Participation in Catholic religious festivals constitutes the most public enactment of Kichwa ethnic identity. The most important festival is the annual celebration of the feast of Santa Rosa Raymi in Lamas, which lasts for 10 days in late August and attracts participants and spectators from all over San Martin and beyond. The festival involves feasts, live music and dancing and culminates with an event called pato tipina (Sp. "pato" = duck, Quechua "tipina" = destruction). This event, based on European traditions like the Spanish corrida de gallos, involves young men attempting to rip the head off a duck tied to the top of two long poles. The typical music of the festival is a type of fife and drum music, and the dancing is typically a local variant of Peru's national dance, the marinera.

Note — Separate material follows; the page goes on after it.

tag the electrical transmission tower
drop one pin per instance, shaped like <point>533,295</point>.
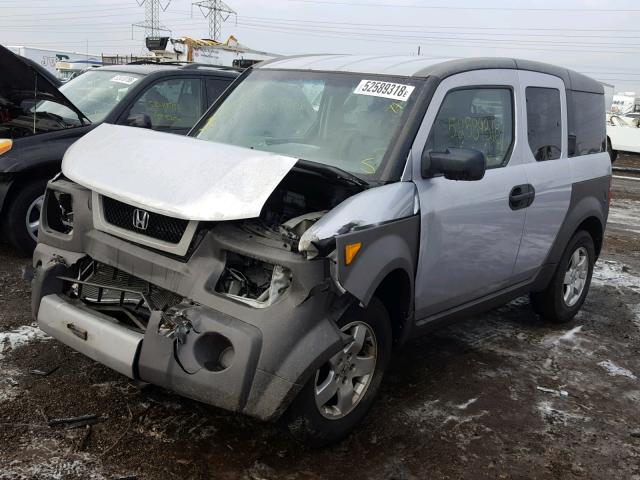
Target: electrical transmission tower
<point>151,24</point>
<point>217,12</point>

The festival is hosted and organised by one of the eight lamista lineages on a basis of annual rotation, with four prominent members of that year's hosting lineage selected as patrons. The festival can take four years to prepare and is extremely costly, with patrons using networks of patronage, favours and family obligations, as well as considerable economic resources, to obtain the resources and labour necessary.

Lamista communities also typically celebrate carnival in February or early March, Saint John's day in June, and the day of the Patron saint of their local community. In some Lamista communities the Day of the Dead is also celebrated, featuring participants disguised to represent souls returned from the dead.